The tree missed his neighbor’s green Pontiac Sunbird by a few inches. “The branches just kind of enveloped it,” he said.

On North Seventh Street, a heavy branch from a large sycamore tree crashed into the roof of a two-story house, knocking the chimney into the yard.

“The wind gusted up like a tornado and I saw the tree go cr-cr-crack,” said neighbor Nick Trindel, who was in his front yard at the time.

Trindel said an older man lived in the house, but no one answered the door.

The calls came in so quickly that rural fire departments issued a general call for volunteer firefighters to help staff stations.

The storm was worst where Coeur d’Alene and Hayden adjoin, according to the National Weather Service in Spokane.

High-powered thunderstorms are not unusual on hot summer afternoons, but Friday’s storm came on a day with relatively mild temperatures, said Jonathan Fox, meteorologist with the weather service.

“This was an awfully strong upper level disturbance,” Fox said.

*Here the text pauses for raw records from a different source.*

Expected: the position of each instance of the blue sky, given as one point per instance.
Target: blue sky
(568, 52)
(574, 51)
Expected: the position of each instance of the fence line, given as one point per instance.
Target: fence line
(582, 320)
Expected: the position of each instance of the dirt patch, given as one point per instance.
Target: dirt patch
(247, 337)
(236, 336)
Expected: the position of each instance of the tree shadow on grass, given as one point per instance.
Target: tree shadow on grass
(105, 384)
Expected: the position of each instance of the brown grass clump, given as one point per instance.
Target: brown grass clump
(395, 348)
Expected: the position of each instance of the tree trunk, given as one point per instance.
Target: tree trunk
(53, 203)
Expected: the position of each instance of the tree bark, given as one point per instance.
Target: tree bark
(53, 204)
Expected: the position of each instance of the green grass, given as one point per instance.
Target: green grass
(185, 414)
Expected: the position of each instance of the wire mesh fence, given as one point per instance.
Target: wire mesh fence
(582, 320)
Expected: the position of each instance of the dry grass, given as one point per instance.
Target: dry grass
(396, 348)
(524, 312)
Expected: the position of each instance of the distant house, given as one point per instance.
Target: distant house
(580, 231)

Although the storm brought lightning, accompanying rain appears to have prevented any major outbreaks of wildfire, according to a dispatcher at the Coeur d’Alene Interagency Dispatch Center. Wild land firefighting crews were kept busy, however, responding to calls of downed trees on Forest Service roads. There were no preliminary reports of injured or trapped campers.

A tornado warning was in effect briefly near Orofino, Idaho.